Están de acuerdo los científicos en que la vida surgió del mar. Y están de acuerdo los poetas en que del mar sigue naciendo vida. Sencillamente es imposible contemplar la inmensidad de las aguas sin asomarse a los inmensos abismos de la existencia, de la vida y de la belleza.
Hoy fui con mi hermano y su familia a una playa. Haciendo cuentas, tenía yo cerca de 21 años de no entrar a las aguas del mar y bañarme en ellas. En todo caso, nunca me había bañado en el Océano Pacífico, como sucedió esta vez. Por cierto, para mi gusto, ese nombre de “Pacífico” no le queda bien porque sus aguas son más revueltas y sus olas más fuertes que las que había conocido en el Caribe. Lu temperatura era bastante fresca, casi fría, pero muy deliciosa.
Caminando por la playa me hizo falta Jesús.

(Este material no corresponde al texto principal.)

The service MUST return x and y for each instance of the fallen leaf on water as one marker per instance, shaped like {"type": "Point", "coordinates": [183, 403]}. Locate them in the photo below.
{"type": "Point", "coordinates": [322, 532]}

Tú sabes: uno ve las aguas y la orilla y puede recordar sin dificultad muchas escenas sugestivas y hermosas del Evangelio. Miro las huellas de mis pies en la arena, apenas por un instante, antes que el agua las borre, y pienso en el Pescador que anduvo nuestras playas y que para muchos es sólo como un recuerdo lejano.
Caminando por la playa me transporté también a los años de infancia y adolescencia: los años de Cartagena, en el Convento de las Hermanas de la Presentación, con el mar como vecino de casa. Y los almuerzos de familia (mojarra, casi invariablemente) en Puerto Colombia o Pradomar. Horas de sol, de agua, de viento y de risa, horas colmadas de esa despreocupación medio irresponsable que a veces, ya de adultos, quisiéramos saborear de tanto en tanto.
Caminando por la playa del Pacífico de Estados Unidos pensé en la otra playa, a miles de kilómetros: la del lejano Oriente. Nunca he estado ahí. ¡Qué mundo tan distinto: China, Japón, Rusia! ¿Será posible que en este preciso momento alguien allá esté preguntándose cómo es el mundo de este lado? Miro entonces hacia el horizonte como si algún japonés pudiera sonreírme. Me siento un poco tonto. Y siento además que nos falta demasiado por orar y conocer a nosotros los cristianos occidentales, porque la fuerza de la gracia ha hecho muy poco en esas otras playas, un día santificadas por la sangre de tantos mártires.
Las olas golpean con fuerza. Los pájaros vuelan majestuosos y ajenos. El viento trae una canción cuya letra no alcanzo a distinguir en el murmullo de mis venas.
El mar es alegre pero tiene una nota de tragedia. La vida está en sus entrañas pero la muerte no le es lejana. Las aguas son transparentes y misteriosas a la vez: nada ocultan si tú tomas un poco en la palma de tu mano pero nada dejan ver si las retornas a su propio sitio. Tú puedes jugar con el agua pero es difícil saber en qué momento es el agua quien está jugando contigo.
El mar te invita a callar ante su grandeza y te obliga a hablar ante su belleza. Nada te pregunta y nada te responde; y sin embargo, sentirás que estás conversando cada vez que una ola desfallece, como si una duda fuera absuelta, y sentirás que el agua te escucha cuando recoge tu lamento y lo lanza en espuma al cielo.